In contrast, some statutes specifically provide that the lien will lapse when the statute of limitations expires. See U.S. v. Hemmen, 51 F.3d 883, 887 (9th Cir. 1995) (citing Glass City Bank v. U.S., 326 U.S. 265, 267 (1945)); 26 U.S.C. § 6502(a).
Based upon this decision, it appears that while the County may lose its right to bring an action to collect Debtor's underlying debt under the County Program, its statutory lien will nonetheless continue in effect. Even if the County's claim is no longer enforceable by legal action against Debtor, the statutory lien remains vital.
Notably, while medical indigency liens may be understood to expire when the underlying debt is paid, there is no requirement in the statutes that the county record a release of the lien upon payment, as other statutes do. See e.g., Idaho Code § 45-1908 (requiring state agency to file a notice of release of lien within thirty days of satisfaction).
D. Avoidance under the Bankruptcy Code.
The Code provides that statutory liens may be avoided to the extent that the lien "is not perfected or enforceable at the time of the commencement of the case against a bona fide purchaser that purchases such property at the time of the commencement of the case, whether or not such a purchaser exists". 11 U.S.C. § 545(2). Debtor contends that Bingham County's lien was unperfected as against a BFP at the time she commenced her bankruptcy case, but of course, the Court has concluded otherwise above. As a result, Debtor's suggestion that this bankruptcy avoidance power helps her is misguided.
Moreover, even if there were room to argue that the County's lien was unperfected under state law, the avoidance power upon which Debtor relies vests in the bankruptcy trustee, not a chapter 7 debtor. Section 522(h) provides an exception to the tenet that only trustees can avoid transfers of a debtor's property in bankruptcy. It provides:
The debtor may avoid a transfer of property of the debtor . . . to the extent that the debtor could have exempted such property under subsection (g)(1) of this section if the trustee had avoided such transfer, if —
(1) such transfer is avoidable by the trustee under section 544, 545 . . .; and
(2) the trustee does not attempt to avoid such transfer.
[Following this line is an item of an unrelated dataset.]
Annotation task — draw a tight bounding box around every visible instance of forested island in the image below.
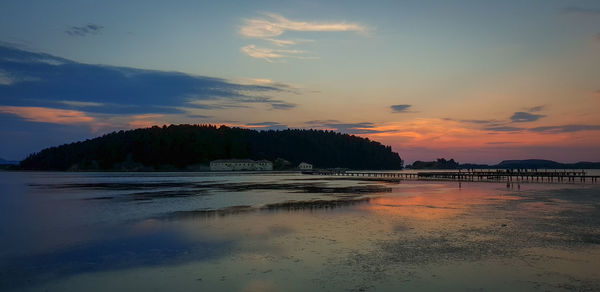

11 U.S.C. § 522(h). In addition, § 522(g) provides:
Notwithstanding sections 550 and 551 of this title, the debtor may exempt under subjection (b) of this section property that the trustee recovers under section 510(c)(2), 542, 543, 550, 551, or 553 of this title, to the extent that the debtor could have exempted such property under subsection (b) of this section if such property had not been transferred, if —
(1)(A) such transfer was not a voluntary transfer of such property by the debtor; and
(B) the debtor did not conceal such property[.]
As can be seen from the language of the Code, even assuming the property is exempt and the other conditions of the statute are satisfied, Debtor may wield the trustee's power only to avoid an involuntary transfer of her property. Here, Debtor executed the application for indigent medical benefits, which application automatically generated a statutory lien. Under these facts, it appears the "transfer" of the lien to the County was therefore voluntary for purposes of § 522(g)(1)(A).
It would be a closer call to decide whether a county's medical indigency lien constituted an involuntary transfer of a debtor's property where the application is filed by a third party on the debtor's behalf. The Court expresses no opinion concerning this issue.
Debtor may not avoid Bingham County's lien under § 545(2) because the lien was properly perfected and enforceable against a BFP as of the date of Debtor's bankruptcy filing, and because the transfer of the lien to the County was voluntary.
Conclusion
Debtor has not shown that Bingham County's lien on Debtor's real property is unenforceable under state law. Debtor's motion to avoid that lien will therefore be denied by a separate order.